Operação da Polícia Civil cumpriu 11 mandados de busca no Vale do Ribeira, Baixada Santista e Curitiba, nesta segunda-feira (25)

Uma operação da Polícia Civil bloqueou cerca de R$11,5 milhões em contas ligadas a um grupo suspeito de aplicar fraudes financeiras, ocultar patrimônio e lavar dinheiro, na segunda-feira (25). Segundo a corporação, a ação foi coordenada pela Delegacia Seccional de Registro e cumpriu 11 mandados de busca em endereços no Vale do Ribeira, Baixada Santista e Curitiba, no Paraná.
Um homem de 41 anos, apontado pela polícia como principal alvo da investigação, foi preso em um imóvel rural às margens da rodovia SP-226, no bairro Braço Grande, em Pariquera-Açu. De acordo com a Polícia Civil, ele foi detido sem resistência e encaminhado à cadeia pública.
A operação foi conduzida pelo grupo Cerco, Central Especializada de Repressão a Crimes e Ocorrências Diversas, da Delegacia Seccional de Registro. Ao todo, 22 policiais civis e nove viaturas participaram da ofensiva.
A investigação ainda aponta que o grupo usava documentos falsificados e golpes financeiros para obter valores que, depois, eram ocultados por meio de movimentações patrimoniais complexas. Segundo a polícia, o objetivo era mascarar a origem do dinheiro e dificultar o rastreamento dos recursos.
Durante as buscas no imóvel em Pariquera-Açu, os policiais apreenderam celulares, documentos, joias e registros financeiros.

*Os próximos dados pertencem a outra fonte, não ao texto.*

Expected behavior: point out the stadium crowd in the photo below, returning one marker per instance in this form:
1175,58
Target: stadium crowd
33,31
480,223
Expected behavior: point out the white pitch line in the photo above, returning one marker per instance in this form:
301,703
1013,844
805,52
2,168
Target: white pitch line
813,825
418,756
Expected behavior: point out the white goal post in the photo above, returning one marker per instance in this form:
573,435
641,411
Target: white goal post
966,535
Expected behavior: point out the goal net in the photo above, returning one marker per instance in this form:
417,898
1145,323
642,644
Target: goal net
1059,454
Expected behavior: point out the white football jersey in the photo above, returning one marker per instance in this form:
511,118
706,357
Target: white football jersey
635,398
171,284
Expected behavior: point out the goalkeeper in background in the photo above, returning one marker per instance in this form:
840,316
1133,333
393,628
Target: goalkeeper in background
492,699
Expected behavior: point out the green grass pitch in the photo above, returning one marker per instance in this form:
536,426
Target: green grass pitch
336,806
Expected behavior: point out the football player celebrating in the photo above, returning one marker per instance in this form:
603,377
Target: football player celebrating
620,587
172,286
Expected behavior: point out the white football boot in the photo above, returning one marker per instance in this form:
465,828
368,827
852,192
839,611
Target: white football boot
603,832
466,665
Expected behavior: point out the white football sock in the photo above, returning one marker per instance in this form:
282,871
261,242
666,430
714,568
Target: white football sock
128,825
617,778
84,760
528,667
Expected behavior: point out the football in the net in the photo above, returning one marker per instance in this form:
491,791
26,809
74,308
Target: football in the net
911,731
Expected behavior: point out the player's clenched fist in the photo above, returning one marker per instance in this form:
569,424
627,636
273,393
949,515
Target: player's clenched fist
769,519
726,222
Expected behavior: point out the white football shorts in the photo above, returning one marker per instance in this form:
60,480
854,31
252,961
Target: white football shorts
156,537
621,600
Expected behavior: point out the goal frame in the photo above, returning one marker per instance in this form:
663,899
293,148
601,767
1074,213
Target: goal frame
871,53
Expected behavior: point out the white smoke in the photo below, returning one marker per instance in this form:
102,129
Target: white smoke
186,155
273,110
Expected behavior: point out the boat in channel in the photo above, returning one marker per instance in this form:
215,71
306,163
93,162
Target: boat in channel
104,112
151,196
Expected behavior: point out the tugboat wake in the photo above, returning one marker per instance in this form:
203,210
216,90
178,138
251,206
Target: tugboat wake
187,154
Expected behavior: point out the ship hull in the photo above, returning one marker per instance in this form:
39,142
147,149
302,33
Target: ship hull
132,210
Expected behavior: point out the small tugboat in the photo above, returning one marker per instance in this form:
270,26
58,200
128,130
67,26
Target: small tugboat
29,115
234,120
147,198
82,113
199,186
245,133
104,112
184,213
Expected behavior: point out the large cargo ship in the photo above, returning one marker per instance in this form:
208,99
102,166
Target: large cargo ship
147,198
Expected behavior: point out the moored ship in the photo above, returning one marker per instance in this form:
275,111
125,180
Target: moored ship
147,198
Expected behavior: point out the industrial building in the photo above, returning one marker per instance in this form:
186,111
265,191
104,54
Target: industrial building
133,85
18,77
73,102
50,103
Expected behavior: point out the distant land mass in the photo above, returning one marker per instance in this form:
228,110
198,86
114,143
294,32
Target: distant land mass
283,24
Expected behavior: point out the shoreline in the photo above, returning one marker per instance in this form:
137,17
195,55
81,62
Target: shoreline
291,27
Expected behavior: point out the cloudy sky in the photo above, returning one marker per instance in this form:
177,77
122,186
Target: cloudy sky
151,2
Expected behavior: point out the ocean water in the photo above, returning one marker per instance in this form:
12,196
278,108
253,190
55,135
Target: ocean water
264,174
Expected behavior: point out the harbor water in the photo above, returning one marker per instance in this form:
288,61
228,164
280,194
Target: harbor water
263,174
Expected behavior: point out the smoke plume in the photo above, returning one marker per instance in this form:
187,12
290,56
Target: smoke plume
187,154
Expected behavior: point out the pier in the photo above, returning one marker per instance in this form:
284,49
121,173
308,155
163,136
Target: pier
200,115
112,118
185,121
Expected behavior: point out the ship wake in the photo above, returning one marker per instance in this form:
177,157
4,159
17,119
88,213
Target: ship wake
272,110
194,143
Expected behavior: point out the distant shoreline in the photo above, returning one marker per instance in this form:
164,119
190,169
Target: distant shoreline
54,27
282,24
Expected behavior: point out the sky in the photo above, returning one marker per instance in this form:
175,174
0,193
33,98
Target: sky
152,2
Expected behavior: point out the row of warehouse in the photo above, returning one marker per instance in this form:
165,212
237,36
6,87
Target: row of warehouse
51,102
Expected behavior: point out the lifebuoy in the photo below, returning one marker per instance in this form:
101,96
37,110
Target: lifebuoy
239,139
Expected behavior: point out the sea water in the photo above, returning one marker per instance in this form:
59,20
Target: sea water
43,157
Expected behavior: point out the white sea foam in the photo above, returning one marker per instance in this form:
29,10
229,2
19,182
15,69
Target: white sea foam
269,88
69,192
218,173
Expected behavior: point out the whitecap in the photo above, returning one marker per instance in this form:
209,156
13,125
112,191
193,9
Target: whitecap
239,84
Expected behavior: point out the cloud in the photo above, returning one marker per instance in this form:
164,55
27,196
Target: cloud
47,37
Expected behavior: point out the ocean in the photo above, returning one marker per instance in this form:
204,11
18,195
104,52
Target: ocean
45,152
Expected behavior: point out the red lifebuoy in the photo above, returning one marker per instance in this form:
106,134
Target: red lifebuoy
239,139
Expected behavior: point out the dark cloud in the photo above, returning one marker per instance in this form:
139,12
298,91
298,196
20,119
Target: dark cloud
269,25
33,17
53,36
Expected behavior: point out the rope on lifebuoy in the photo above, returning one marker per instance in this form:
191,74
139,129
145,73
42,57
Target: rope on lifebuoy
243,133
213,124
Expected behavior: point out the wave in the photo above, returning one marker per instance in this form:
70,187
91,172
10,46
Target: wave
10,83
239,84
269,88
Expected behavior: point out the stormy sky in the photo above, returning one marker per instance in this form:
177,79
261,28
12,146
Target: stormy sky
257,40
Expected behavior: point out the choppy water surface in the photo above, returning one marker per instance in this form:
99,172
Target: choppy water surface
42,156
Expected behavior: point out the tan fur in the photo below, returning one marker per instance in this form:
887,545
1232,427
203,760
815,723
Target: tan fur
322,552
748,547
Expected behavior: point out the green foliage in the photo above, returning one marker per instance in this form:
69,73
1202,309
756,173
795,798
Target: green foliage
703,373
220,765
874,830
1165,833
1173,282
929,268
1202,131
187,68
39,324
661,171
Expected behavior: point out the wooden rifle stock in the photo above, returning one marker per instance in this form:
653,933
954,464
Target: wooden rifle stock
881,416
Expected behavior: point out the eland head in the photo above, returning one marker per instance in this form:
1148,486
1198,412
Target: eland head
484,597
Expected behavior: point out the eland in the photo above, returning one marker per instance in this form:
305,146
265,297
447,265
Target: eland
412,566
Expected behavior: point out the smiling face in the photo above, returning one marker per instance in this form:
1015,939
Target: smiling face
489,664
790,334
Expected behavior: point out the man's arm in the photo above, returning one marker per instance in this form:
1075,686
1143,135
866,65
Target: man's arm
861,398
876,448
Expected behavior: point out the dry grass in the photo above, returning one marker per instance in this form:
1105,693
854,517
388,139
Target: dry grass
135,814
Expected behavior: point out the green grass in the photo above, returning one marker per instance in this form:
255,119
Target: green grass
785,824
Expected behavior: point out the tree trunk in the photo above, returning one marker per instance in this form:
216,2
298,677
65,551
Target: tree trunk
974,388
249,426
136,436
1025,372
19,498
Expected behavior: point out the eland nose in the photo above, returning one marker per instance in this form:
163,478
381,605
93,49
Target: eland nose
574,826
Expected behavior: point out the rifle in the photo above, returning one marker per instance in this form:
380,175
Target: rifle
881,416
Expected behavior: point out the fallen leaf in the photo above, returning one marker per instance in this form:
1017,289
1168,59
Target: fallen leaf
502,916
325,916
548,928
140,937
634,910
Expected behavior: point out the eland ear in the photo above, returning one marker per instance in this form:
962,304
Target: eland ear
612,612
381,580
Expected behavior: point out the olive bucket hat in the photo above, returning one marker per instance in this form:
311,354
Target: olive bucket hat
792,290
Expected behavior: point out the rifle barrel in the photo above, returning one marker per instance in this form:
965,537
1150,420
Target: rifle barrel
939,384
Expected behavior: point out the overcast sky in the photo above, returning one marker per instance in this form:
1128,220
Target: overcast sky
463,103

Para a corporação, os materiais reforçam a suspeita de movimentação patrimonial incompatível com a atividade declarada.
As diligências também alcançaram endereços ligados ao grupo em Praia Grande, na Baixada Santista, além de imóveis em Cananeia e São Vicente. Segundo a Polícia Civil, esses locais podem indicar circulação estruturada de recursos entre diferentes investigados.
Em Curitiba, um endereço ligado ao grupo também foi vistoriado, mas a polícia constatou que o investigado já não morava no local. A corporação avalia que a mudança pode indicar tentativa de dificultar o rastreamento.
Além do bloqueio milionário, a operação atingiu veículos e imóveis vinculados aos investigados. A Polícia Civil também apura possíveis ativos digitais, com medidas voltadas à identificação e eventual bloqueio de criptoativos.
Segundo a autoridade, a investigação continua para identificar outros envolvidos e aprofundar o rastreamento dos valores movimentados.